July 12th, 2025
The yakitori skewer trembled slightly in Ian's hand—not from cold, but from exhaustion.
It had been another long shift. Oil burns on his forearm. Grease in his nails. Headache in his skull. And for what?
A 400-yen meal eaten alone under a flickering streetlamp.
The meat was overcooked. The glaze barely sweet. But it was warm. That was enough tonight.
Tokyo loomed around him, endless buildings, endless light. Endless noise.
The alley was narrow, quiet compared to the bustling main street, and it suited him. Ian Everhart preferred spaces like this: dim, out of the way, where no one looked twice at you. Where you could exist without explanation.
He leaned against a vending machine, eyes distant beneath his messy bangs. The hood of his worn-out jacket hung behind his neck like a forgotten thought. The glow of the streetlight cast shadows across his angular, tired face.
Somewhere behind him, laughter burst out like champagne.
A group of high school girls passed by, giggling and glued to their phones.
"She dropped a new MV today!"
"I watched it five times already. Her dancing is insane!"
"Foxxy's a damn goddess."
"You think we'll ever find out who she is? Her real name's been kept secret forever!"
That name again.
"Foxxy."
Ian blinked, but didn't turn his head.
Of course he'd heard of her.
Foxxy—Japan's masked phenomenon. A pop sensation with a voice like silk and the moves of a trained assassin. Her style was provocative, her lyrics cutting, her presence magnetic. She wore a sleek silver fox mask during every performance. No one had seen her real face.

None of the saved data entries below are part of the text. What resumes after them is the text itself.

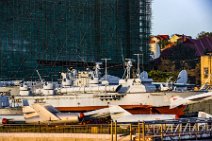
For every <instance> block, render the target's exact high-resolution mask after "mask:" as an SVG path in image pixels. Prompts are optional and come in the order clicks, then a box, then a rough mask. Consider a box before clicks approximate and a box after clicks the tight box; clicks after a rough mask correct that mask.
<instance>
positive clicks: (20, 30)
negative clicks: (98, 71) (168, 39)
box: [0, 0, 151, 80]
mask: <svg viewBox="0 0 212 141" xmlns="http://www.w3.org/2000/svg"><path fill="white" fill-rule="evenodd" d="M148 1H150V0H1V1H0V9H1V10H0V80H8V79H28V80H30V79H34V78H36V77H37V75H36V72H35V70H36V69H38V70H39V72H40V73H41V75H42V76H43V77H45V76H46V77H47V78H48V79H56V78H58V74H59V73H58V72H60V71H63V70H65V69H66V68H67V67H69V66H70V65H71V63H70V62H85V64H86V63H88V62H96V61H100V60H101V58H105V57H108V58H111V59H112V60H113V63H116V64H122V63H123V59H124V58H132V57H135V56H133V54H134V53H138V52H140V51H141V47H142V48H143V51H144V53H145V54H147V52H148V36H149V34H150V24H151V22H150V18H149V17H150V15H151V13H150V7H148V4H149V2H148ZM146 56H147V55H146ZM75 65H76V67H80V66H81V65H80V64H79V65H78V64H77V63H76V64H75Z"/></svg>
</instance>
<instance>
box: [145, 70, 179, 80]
mask: <svg viewBox="0 0 212 141" xmlns="http://www.w3.org/2000/svg"><path fill="white" fill-rule="evenodd" d="M148 74H149V76H150V77H151V78H152V79H153V80H154V81H157V82H166V81H167V80H169V79H170V78H171V80H170V81H175V80H176V79H177V75H178V73H177V72H162V71H159V70H151V71H150V72H149V73H148Z"/></svg>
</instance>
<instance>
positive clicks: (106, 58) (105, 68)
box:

A mystery sold better than truth.
That was show business.
He finished his food in silence, tossed the stick into a nearby trash bin, and wiped his hands on the inside of his hoodie. The city glared at him with neon eyes, but he didn't blink.
10:45 PM — Wandering
Sometimes Ian walked just to feel the ground.
Tonight was one of those nights.
The nightlife district of Tokyo roared louder with every step. Music from bars and clubs spilled onto the streets. Laughter echoed like haunting lullabies. Neon signs blinked like tired eyelids trying to stay awake.
Couples brushed by him. Some clinging to each other in love. Others in lust. Some just drunk.
He wasn't jealous.
He wasn't anything.
He drifted past open ramen shops, hostess bars, pachinko parlors. The kind of places that promised warmth but offered none. The scent of cigarette smoke, fried food, and cheap perfume mixed into the air like thick fog.
And then he saw it.
At the heart of the district, high above a luxury shopping center, a massive digital billboard flickered to life. People paused mid-stride to look up.
Ian did too.
Foxxy.
Even among the chaos of Tokyo, she demanded attention. The screen exploded with movement—her silhouette slicing through light, hips swaying, hair whipping like fire in the wind. Her voice bled from the speakers into the street, hypnotic and flawless.
Her silver mask gleamed. Red LED eyes stared into the soul of every onlooker.
Ian froze.
There was something… something in the way she moved.
Elegant. Controlled. Powerful. Familiar?
His brows knit together as he watched her twist and spin, the city's glow dancing across her curves like moonlight on water. She finished her performance with a final pose, hand raised, mask tilting downward like a predator watching its prey.
The crowd clapped. Some even cheered. Others just stared in awe.
Ian remained silent.
He wasn't a fan of idols.
He didn't like pretending.
But something inside his chest stirred. A breath he didn't know he'd been holding escaped.
"Weird," he murmured, finally turning away. "She moves like…"
But the thought faded.
It didn't matter.
She was someone else.
Someone rich, powerful, untouchable.
Someone from a world that had nothing to do with him.
Later That Night — Empty Room, Empty Sky
Back home, the cramped apartment welcomed him with silence.
The lights buzzed weakly as he slipped off his shoes. Every inch of the space was neat. Not a plate out of place. His single mattress was tucked in tightly. His PC setup sat clean and symmetrical, dual monitors quietly humming.
Ian changed into a fresh hoodie, sat at his desk, and powered on the screen.
His social feed opened by instinct. Photos. Posts. Stories.
Former classmates smiling in foreign beaches, expensive suits, wedding photos, flashy jewelry, family reunions. Everything was polished, filtered, bright.
He didn't feel envy. He wasn't petty enough for that.
But something clenched in his chest all the same.
"They don't even remember me," he whispered.
His reflection on the monitor showed a tired man with soft eyes, hidden behind a curtain of hair and quiet thoughts. He could've looked like them. He used to, didn't he?
But that was a different Ian.
A different life.
He exhaled deeply. Closed the feed.
Outside the window, Tokyo glowed like a sleeping monster. Beautiful. Violent. Constant.
And no messages coming from an unknown again.